In order to interpret the empirical observed values of ${B}_{{a}_{1}\to {a}_{2}}^{{L}_{1}\to {L}_{2}}({y}_{1},{y}_{2})$, we have to assess their statistical significance using a null model based on appropriate network randomization techniques^22,23,24,25. This model is built on the assumption that the ubiquity of activities and diversification of countries in each layer sum up all the information. The corresponding null hypothesis is thus that activities are independent, and there is no capability structure behind the networks: co-occurrences between activities happens at random, some more likely than others only because of the ubiquities of the two activities – e.g., some technological fields and the export of some products are less ubiquitous and thus they are both more likely to be performed by advanced and more diversified countries. Therefore, any specific observed link a₁ → a₂ for which we can reject such null hypothesis is interpreted as the signal of some real interdependency between the specific capabilities required by a country to perform those specific activities – either at the same time or with a time delay.

Results and Discussion

The described methodology allows obtaining unprecedented qualitative and quantitative insights on the complex dynamics of development. By linking together those activities which are related at a given significance level, we can build the whole multilayer space in which scientific, technological and industrial activities are embedded (Fig. 2). We also perform a more focused analysis and show how a detailed activity (e.g., the export of an individual product) is related to activities in other layers at various aggregation levels. An example is shown in Fig. 3, where we plot the scientific and technological fields related to the export of Desktop Computers. We can draw from the figure two observations: (i) significant peaks, i.e., values of assist matrix elements observed in the real data with less than 5% probability to occur in the null model, are meaningful according to our understanding of the scientific and technological prerequisites to be competitive in Desktop Computers export; (ii) technology tends to be more significantly related than science to the export of this product, the overall significance of assist matrix entries (i.e., the signal-to-noise ratio) being higher in the first case. This is not an exception related to this product, as we shall see next.

The representation of Fig. 2 suggests that any modeling of the Innovation System assuming a standard direction of the dynamics between layers (e.g., from Science to Technology to Products) is simplistic. In other words the assumption that all activities belonging to the same layer behave similarly in determining the innovation cascade is empirically unjustified: the division in scientific, technological and production activities is not greatly informative of their role in the network. A technological activity could be a precursor of some scientific activities, while the opposite could be true for different activities in the same layers: a complex system where no set of labels is fully informative of the dynamic structure. We can however provide some insights on the average interactions between activities in two specific layers to assess if the aggregate models of the innovation system¹ offer at least a proper description of the most common modes of interaction. Given two layers L₁ and L₂ and a time lag Δy, we compute a signal-to-noise ratio ${\Phi }^{{L}_{1}\to {L}_{2}}(\Delta y)$ as the average for different years y of the fraction of significant links a₁ → a₂ in the matrix ${B}_{{a}_{1}\to {a}_{2}}^{{L}_{1}\to {L}_{2}}(y,y+\Delta )$. We consider the links significantly more co-occurring than random with a 99% confidence level. Therefore for two unrelated layers we expect Φ ≃ 1%, and any value above that is the footprint of signal overcoming the noise. Repeating this simple exercise for different temporal windows allows shedding light on the following issues: What is the average influence of the activities in L₁ on the activities in L₂ after a given time? How many years does it take to maximize such impact?
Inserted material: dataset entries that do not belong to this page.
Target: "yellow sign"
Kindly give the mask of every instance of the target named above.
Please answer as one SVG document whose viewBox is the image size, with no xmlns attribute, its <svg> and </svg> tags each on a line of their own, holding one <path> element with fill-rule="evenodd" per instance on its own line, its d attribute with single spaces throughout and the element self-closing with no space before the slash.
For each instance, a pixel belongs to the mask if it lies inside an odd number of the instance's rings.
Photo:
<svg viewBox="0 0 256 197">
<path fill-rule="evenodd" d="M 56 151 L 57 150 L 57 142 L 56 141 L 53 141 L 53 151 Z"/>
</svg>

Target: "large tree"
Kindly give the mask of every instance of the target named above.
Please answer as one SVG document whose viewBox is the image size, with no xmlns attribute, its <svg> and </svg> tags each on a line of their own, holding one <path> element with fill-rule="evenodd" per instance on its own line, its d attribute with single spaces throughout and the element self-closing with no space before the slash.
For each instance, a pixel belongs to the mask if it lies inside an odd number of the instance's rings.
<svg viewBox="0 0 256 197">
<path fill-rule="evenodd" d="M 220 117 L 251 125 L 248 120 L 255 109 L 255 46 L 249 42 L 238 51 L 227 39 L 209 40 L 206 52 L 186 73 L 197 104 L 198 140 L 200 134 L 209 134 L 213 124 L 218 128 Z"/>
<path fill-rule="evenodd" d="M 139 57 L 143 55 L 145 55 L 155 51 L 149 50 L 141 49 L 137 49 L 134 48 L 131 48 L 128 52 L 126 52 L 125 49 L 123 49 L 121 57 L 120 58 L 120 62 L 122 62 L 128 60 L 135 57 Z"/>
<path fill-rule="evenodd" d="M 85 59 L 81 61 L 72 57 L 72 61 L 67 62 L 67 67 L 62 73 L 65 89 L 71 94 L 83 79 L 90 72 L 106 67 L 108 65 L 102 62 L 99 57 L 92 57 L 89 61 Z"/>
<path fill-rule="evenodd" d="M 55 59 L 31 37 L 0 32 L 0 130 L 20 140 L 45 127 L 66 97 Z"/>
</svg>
The results, shown in Fig. 4, are striking. First, the signal between different layers is (almost everywhere, see ahead) very high, even for long time differences. Beyond the slowly-changing structure of countries’ activity, this is explained with the strong overlap of countries’ capabilities on different layers. For instance, the ability to patent successfully in a given technological field is a strong predictor for the successful export of specific products and the publication of papers in specific scientific fields. Second, the technology layer is clearly the best precursor for both science and export, and in both cases the signal reaches its maximum after around 20 years: knowing a country’s preferred technologies today gives the highest predictive power for its preferred scientific fields and market sectors in about two decades. It is also the layer more difficult to influence: the capabilities in science and technology in a given year do not give any information on the technological activities in the future. Third, the scientific layer is both the most capability driven, its future activities being strongly related to the present technological, production and even scientific activities, and the least informative about the future activities of the country. Importantly, a higher significance level corresponds to higher accuracy when predicting which activities countries will become proficient with in the future (see the Supplementary Information [Prediction Accuracy] for a recommender systems approach²⁶ to this task).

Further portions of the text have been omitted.